L’empereur compatissant qui avait déjà un pied dans la tombe et le général impartial dans la fleur de l’âge, l’un malade et allongé tandis que l’autre se tenait bien droit, eurent une dernière conversation à cœur ouvert dans l’espace étroit qui entourait la tête du lit du dragon impérial. A la fin, aucun ne put l’emporter sur l’autre.
L’Empereur Yuanhe sonda les yeux froids de Gu Yun et ressentit une soudaine vague de tristesse. S’il n’avait pas convoité le pouvoir impérial, toutes ces années auparavant, songea le vieil empereur, ne serait-il désormais rien de plus qu’un prince oisif qui passait ses journées à s’adonner aux combats de coq et aux courses de chien ? Il n’aurait jamais rencontré la femme qui lui était destinée, et aurait peut-être promis sa plus sincère affection à une autre. Il aurait mené une vie de riche noblesse et n’aurait jamais été arraché à sa famille pendant toutes ces années. Peut-être que seuls les individus aussi insensibles et résolus que le Marquis de l’Ordre avaient le droit de s’assoir sur un trône impérial bâti sur des os desséchés et couvert d’épines.
- Zixi… Oh, Zixi…, marmonna l’Empereur Yuanhe.
Le visage de Gu Yun, qui semblait sculpté dans le fer, révéla enfin une once d’émotion.
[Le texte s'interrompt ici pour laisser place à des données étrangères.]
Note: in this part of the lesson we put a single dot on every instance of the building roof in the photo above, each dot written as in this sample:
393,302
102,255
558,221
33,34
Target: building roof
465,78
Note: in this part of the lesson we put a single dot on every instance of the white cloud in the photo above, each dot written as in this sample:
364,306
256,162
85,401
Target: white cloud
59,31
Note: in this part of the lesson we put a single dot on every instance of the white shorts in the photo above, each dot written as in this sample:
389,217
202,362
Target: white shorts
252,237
Il baissa légèrement les cils et détendit ses épaules crispées, sa posture perdant en indifférence et en rigidité.
- Auras-tu toujours une dent contre nous ? s’enquit l’Empereur Yuanhe.
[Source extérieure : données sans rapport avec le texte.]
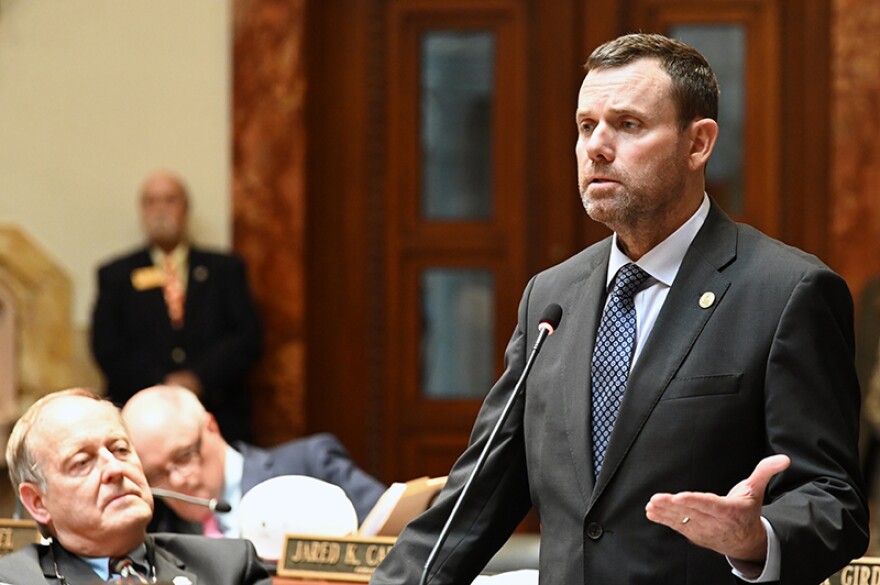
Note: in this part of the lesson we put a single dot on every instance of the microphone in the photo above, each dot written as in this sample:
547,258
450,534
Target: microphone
215,505
549,322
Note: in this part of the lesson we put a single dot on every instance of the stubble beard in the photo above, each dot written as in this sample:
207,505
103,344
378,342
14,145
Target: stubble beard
635,207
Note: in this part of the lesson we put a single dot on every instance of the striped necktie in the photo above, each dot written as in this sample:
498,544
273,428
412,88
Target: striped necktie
173,292
123,570
611,358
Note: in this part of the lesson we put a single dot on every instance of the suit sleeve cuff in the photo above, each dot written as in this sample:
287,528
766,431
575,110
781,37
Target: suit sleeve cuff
754,572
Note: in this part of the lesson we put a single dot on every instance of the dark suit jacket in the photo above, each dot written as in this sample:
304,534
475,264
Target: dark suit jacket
135,345
767,368
204,561
321,456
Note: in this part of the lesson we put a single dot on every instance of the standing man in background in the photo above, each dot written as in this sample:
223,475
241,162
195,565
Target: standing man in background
695,418
174,313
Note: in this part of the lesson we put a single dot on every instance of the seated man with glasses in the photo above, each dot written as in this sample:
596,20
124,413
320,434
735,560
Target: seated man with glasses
183,451
74,469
- Je n’oserais pas, dit Gu Yun.
- Dans ce cas, te manquerons-nous, lorsque nous serons parti ? insista l’Empereur Yuanhe.
Gu Yun ferma la bouche. Le vieil empereur le fixa sans relâche.
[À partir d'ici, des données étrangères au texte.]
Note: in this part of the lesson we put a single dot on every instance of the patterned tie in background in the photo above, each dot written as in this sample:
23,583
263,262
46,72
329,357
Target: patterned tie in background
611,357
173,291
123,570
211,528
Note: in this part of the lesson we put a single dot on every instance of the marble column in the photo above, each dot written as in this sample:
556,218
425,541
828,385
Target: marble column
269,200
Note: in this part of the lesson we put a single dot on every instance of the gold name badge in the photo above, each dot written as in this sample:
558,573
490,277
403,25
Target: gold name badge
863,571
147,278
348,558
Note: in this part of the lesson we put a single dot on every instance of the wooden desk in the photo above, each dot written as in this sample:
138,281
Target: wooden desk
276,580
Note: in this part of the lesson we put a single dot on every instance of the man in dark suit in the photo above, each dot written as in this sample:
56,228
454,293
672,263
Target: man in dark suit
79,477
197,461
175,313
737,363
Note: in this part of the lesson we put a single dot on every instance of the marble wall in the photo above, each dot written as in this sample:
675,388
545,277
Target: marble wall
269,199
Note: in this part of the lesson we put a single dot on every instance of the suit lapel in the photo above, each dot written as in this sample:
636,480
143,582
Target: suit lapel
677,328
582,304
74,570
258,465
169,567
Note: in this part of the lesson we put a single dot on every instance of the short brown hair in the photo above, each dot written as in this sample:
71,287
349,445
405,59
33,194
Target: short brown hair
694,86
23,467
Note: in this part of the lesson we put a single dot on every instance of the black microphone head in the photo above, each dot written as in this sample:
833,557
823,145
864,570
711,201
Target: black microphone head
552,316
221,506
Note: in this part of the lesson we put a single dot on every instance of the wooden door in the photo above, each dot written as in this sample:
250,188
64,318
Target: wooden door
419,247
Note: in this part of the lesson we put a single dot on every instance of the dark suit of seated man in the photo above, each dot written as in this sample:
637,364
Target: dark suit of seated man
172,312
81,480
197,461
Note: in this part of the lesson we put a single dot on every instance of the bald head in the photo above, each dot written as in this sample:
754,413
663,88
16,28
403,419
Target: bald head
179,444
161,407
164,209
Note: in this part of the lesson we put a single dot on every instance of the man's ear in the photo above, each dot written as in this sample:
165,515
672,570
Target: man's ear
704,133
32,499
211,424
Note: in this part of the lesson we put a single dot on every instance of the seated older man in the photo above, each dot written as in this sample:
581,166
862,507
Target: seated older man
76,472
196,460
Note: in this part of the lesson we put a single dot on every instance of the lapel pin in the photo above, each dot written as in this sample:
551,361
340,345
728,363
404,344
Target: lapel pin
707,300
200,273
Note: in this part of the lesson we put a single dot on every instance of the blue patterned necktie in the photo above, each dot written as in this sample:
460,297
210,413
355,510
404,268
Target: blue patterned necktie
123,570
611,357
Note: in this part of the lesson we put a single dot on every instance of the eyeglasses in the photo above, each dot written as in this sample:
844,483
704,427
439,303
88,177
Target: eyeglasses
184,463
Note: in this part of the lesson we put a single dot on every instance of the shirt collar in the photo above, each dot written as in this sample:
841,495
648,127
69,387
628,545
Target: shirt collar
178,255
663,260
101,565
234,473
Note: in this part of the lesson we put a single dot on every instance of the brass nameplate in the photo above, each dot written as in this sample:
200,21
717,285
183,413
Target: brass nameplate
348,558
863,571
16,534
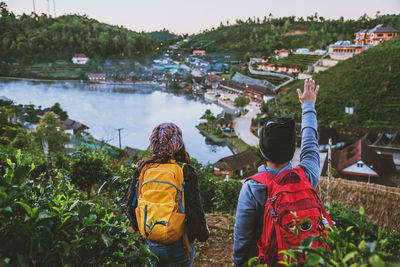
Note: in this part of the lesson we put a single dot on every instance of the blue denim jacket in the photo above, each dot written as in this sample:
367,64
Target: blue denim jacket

- Pourquoi ne réponds-tu pas ?
Après un moment de silence, Gu Yun dit sincèrement et sans beaucoup de chagrin :
- Après la mort de Sa Majesté, il ne me restera plus aucune famille en ce monde.
L’Empereur Yuanhe avait l’impression qu’une main comprimait sa poitrine. De toute sa vie, il n’avait jamais entendu ce petit bâtard proférer la moindre gentillesse. A présent, avec ces paroles, il avait effacé toutes les dettes de gratitude, les rancunes, l’amour et la haine entre eux d’un simple coup de pinceau. Il ne leur restait plus qu’un attachement solitaire et mourant pour combler le peu de temps qu’il leur restait.
A cet instant, un serviteur impérial posté près de la porte pris la parole d’un ton hésitant :
- Votre Majesté, c’est l’heure de votre médicament.
Gu Yun recouvra ses esprits et, levant la tête, reprit l’apparence d’une arme létale et arrogante à forme humaine.
- Veuillez prendre soin de vous, Votre Majesté. A présent, si vous voulez bien m’excuser, je vais prendre congé.
Mais, à ce moment-là, l’Empereur Yuanhe l’appela par son nom de naissance :
- Xiao-Shiliu !
Gu Yun se pétrifia. L’Empereur Yuanhe passa laborieusement la main sous son oreiller et en sortit un antique chapelet bouddhiste en bois.
- Viens, donne-moi ta main.
Gu Yun l’observa tandis que le vieil homme essoufflé glissait ce chapelet désuet autour de son poignet. Il se sentait légèrement partagé.
- Ton vieux cousin… veille sur toi.
La voix de l’Empereur Yuanhe était à peine audible tandis qu’il tapotait le dos de sa main. Une vague d’intense chagrin enfla dans le cœur de Gu Yun. Il ne pourrait contrôler son expression une seconde de plus, aussi s’empressa-t-il de prendre congé.
L’empereur mourut trois jours plus tard.
Comme à chaque fois, tous les fonctionnaires civils et militaires, ainsi que l’ensemble du peuple, firent leurs adieux à une ère révolue.